Rising Iran-U.S. tensions heighten the risk of disruption to oil and LNG supplies through the Strait of Hormuz. Thomson Reuters Oil Research examines the threat to the world’s most important oil artery.
- Thomson Reuters Oil Research has examined if it is possible for Iran to close the Strait of Hormuz, and the impact this could have on shipping and oil industries.
- Based on vessel tracking, an estimated 2,600 fully laden very large crude carriers (VLCC) departed from the Gulf in the first half of 2018.
- It would be hard for Iran to close the Strait of Hormuz for a long period, but it can create disruption and increase the risk premium for oil prices and shipping rates.

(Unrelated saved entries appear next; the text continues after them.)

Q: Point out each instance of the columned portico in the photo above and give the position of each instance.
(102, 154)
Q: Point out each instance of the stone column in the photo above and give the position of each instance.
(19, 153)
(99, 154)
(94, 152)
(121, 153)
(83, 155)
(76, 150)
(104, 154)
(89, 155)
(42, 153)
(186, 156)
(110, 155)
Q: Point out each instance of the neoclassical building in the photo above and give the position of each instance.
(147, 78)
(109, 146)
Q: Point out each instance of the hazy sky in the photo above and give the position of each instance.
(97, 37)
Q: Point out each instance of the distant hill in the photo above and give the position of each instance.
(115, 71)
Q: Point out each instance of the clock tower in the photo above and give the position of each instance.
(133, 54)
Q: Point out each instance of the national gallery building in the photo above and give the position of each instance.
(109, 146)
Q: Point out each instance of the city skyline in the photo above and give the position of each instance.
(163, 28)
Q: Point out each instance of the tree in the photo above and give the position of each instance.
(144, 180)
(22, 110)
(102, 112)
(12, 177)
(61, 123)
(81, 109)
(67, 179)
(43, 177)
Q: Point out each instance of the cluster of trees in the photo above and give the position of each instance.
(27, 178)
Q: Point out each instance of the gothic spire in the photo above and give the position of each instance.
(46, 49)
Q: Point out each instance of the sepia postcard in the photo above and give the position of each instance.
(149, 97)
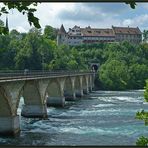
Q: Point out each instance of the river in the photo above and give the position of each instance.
(101, 118)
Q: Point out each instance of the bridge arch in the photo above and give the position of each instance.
(69, 91)
(78, 86)
(85, 84)
(55, 94)
(34, 101)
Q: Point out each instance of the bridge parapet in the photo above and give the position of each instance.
(38, 89)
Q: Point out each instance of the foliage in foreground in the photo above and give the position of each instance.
(146, 92)
(122, 65)
(142, 141)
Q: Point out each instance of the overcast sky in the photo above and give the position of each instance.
(97, 15)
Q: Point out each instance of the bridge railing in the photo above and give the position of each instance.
(36, 73)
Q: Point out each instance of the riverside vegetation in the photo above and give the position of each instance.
(143, 115)
(122, 65)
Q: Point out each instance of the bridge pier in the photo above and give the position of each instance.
(35, 103)
(85, 91)
(90, 89)
(55, 93)
(9, 125)
(9, 100)
(34, 111)
(79, 93)
(69, 91)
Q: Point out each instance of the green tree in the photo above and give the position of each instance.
(114, 75)
(145, 35)
(50, 32)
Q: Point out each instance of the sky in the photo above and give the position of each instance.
(96, 15)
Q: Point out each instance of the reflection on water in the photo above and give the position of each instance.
(101, 118)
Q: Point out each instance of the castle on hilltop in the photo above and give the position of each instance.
(88, 35)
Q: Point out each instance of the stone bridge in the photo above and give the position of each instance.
(39, 90)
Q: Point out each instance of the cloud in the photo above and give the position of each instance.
(82, 14)
(137, 21)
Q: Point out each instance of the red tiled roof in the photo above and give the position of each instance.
(126, 30)
(97, 32)
(62, 30)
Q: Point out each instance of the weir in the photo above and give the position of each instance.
(39, 90)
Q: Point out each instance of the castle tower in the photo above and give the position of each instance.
(62, 36)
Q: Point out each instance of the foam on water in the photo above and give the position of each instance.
(95, 121)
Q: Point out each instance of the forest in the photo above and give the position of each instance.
(122, 65)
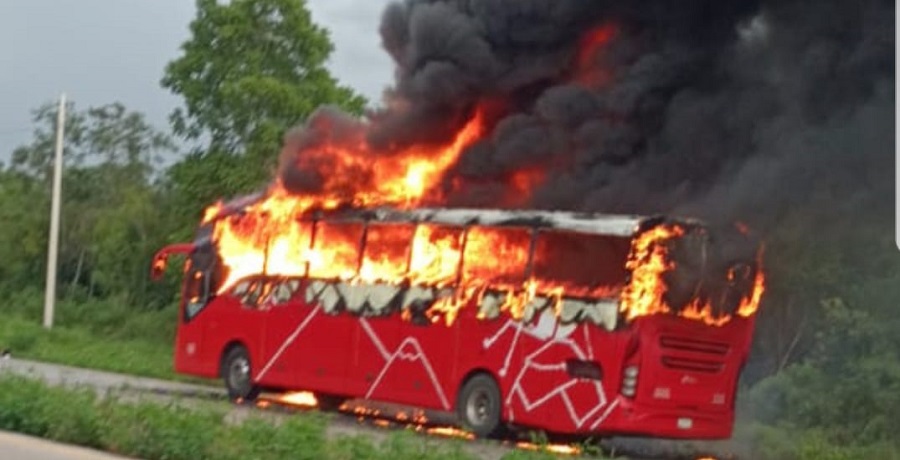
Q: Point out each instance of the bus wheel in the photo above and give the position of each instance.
(329, 402)
(236, 374)
(478, 406)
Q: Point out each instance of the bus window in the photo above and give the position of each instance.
(201, 280)
(586, 266)
(386, 253)
(285, 250)
(496, 257)
(435, 255)
(335, 252)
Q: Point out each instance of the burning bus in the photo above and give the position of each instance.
(583, 324)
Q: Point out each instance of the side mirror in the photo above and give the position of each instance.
(158, 269)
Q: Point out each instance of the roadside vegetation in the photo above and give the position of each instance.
(157, 431)
(823, 380)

The Strait of Hormuz, the most critical waterway in the world, funnels 18.3 million barrels per day (bpd) of crude and condensate oil from OPEC’s top five members.
The strait has repeatedly been used as a leveraging point by Iran, which has threatened to shut passage in case the country’s oil exports are restricted by sanctions imposed by the U.S. administration.

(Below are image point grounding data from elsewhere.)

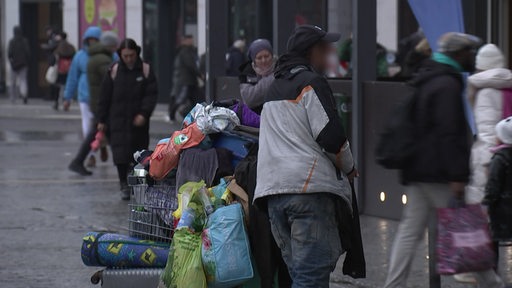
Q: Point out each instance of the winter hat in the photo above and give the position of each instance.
(504, 131)
(109, 39)
(489, 57)
(257, 46)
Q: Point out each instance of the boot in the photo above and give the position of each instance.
(79, 169)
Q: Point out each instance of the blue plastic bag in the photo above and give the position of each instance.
(225, 249)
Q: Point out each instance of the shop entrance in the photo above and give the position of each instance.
(35, 17)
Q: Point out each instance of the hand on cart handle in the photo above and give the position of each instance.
(101, 127)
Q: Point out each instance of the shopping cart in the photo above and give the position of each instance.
(151, 208)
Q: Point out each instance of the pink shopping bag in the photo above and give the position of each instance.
(463, 241)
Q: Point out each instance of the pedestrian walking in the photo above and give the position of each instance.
(77, 84)
(185, 91)
(101, 56)
(64, 55)
(235, 58)
(498, 192)
(491, 96)
(439, 171)
(128, 98)
(257, 74)
(305, 164)
(18, 53)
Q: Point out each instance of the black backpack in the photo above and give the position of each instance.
(397, 143)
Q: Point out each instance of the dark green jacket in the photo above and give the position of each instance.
(100, 59)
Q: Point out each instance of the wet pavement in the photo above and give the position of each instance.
(45, 210)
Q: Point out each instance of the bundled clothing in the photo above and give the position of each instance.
(490, 92)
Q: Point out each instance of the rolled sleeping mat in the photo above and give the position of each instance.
(114, 250)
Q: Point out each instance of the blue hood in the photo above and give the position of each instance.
(92, 32)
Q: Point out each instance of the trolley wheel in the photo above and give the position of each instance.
(97, 277)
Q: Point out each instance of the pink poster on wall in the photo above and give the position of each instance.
(109, 15)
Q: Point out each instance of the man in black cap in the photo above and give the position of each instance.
(305, 164)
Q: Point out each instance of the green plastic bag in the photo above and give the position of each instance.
(184, 266)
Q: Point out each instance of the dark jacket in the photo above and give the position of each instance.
(499, 195)
(18, 51)
(130, 93)
(234, 59)
(186, 70)
(303, 147)
(444, 144)
(100, 59)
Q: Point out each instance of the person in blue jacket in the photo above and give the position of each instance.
(77, 84)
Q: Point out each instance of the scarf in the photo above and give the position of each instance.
(445, 59)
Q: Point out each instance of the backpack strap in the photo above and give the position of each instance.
(145, 69)
(113, 71)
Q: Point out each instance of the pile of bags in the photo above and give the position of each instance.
(210, 247)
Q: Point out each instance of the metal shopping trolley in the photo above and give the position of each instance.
(151, 207)
(150, 218)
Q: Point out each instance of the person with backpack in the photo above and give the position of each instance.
(18, 53)
(305, 166)
(64, 53)
(128, 99)
(77, 84)
(438, 168)
(101, 56)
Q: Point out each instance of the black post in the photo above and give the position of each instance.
(216, 43)
(284, 23)
(167, 15)
(364, 66)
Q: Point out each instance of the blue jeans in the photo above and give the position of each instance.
(306, 230)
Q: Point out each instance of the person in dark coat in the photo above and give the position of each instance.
(128, 99)
(185, 91)
(18, 53)
(498, 192)
(438, 171)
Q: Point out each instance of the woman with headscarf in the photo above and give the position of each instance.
(128, 98)
(257, 74)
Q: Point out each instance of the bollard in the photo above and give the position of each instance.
(434, 278)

Thomson Reuters Oil Research has analyzed Iran’s capacity and authority to close the narrow passage, which partly consists of Iranian territorial waters and has seen more than 6,000 oil & LNG tankers crossing in the first half of the year.
The team has assessed the impact a closure would have on the shipping and oil industry, as the global economy remains strongly attached to the supply of oil.
The research team views the prolonged closure of the Strait of Hormuz rather unlikely as oil importing nations and the United Nations (UN) would be categorically against such actions, possibly triggering more than a vocal response against Iran.
Short-term disruptions, however, are very likely in case Iran seeks to challenge the free passage of oil tankers. The risk premium would rise for oil prices and shipping costs, with heightened tensions that could lead to armed conflict.
With OPEC’s top five exporters present inside the Arab Gulf, the volume of oil recorded to be crossing the strait has been constantly increasing each year.
H1 2018 saw 18.3 million bpd of crude and condensate oil, almost 800,000 bpd of fuel oil, more than 400,000 MT/day of refined products and more than 500,000 m3/day of LNG exiting the Arab Gulf on average.
The International Maritime Organization has defined Traffic Separation Schemes that regulate traffic of ships in narrow straits. The UN has also granted the right of transit passage for cases where such straits overlap with territorial waters.
Due to oil market economics and supply abundance, the strait is the most frequented waterway by Very Large Crude Carriers (VLCC), each with a capacity of about 2 million bbls.
Based on vessel tracking by Thomson Reuters Oil Research, an estimated 2,600 fully laden VLCCs have departed from the Gulf in the first half of 2018.
Can the Strait be closed?
Iran’s administration had agreed to the UN’s convention, however the Islamic Republic’s parliament has yet to ratify the United Nations’ Convention on the Law of the Sea, signed on December 1982.
With the United States not being a signatory to this convention, Iran could probably cite that as a cause for restricting vessels bound for the U.S. according to their interpretative declaration made at the time of signing the convention.
According to Thomson Reuters Oil Research, there are two scenarios that could pan out from the current situation — a return to the pre-2016 status or Iran takes military action.
Waivers on importers of Iranian oil could lead the situation to a pre-2016 status, where the country had established a base line of crude oil exports, which was however capped at around one million bpd.
Forceful closure of the Strait of Hormuz as a result of military action is likely to send oil prices to unprecedented levels, paralyzing the global oil supply chain.
Action from affected countries, with direct impact on their economies, will likely be very swift, restoring normality on oil flows out of the Middle East.
Bypassing the Strait of Hormuz
In the event that there is disruption stopping vessels from transiting the strait, only the United Arab Emirates (UAE) and Saudi Arabia have alternate loading points outside the Arab Gulf.
However, aggregated alternate export capacity from the UAE and Saudi Arabia stands at 4.9 million bpd, which would still leave the world with a massive disruption of 14.6 million bpd.
Overall, it would be very hard for Iran to forcibly close the Strait of Hormuz for a prolonged period of time, an action which would go against the United Nations and would likely spark a polyphonic response from many countries affected.
Regardless, the country has the means to create a disruption and increase the risk premium for both oil prices and shipping rates.
That risk premium, which could rise to unprecedented levels, will likely remain in place for a longer period in case an armed conflict manifests.
However, militaries from multiple nations will rush to protect the transit of oil and gas, accompanying the commercial vessels in and out of the Gulf, therefore mitigating the possibility of any actual supply disruption.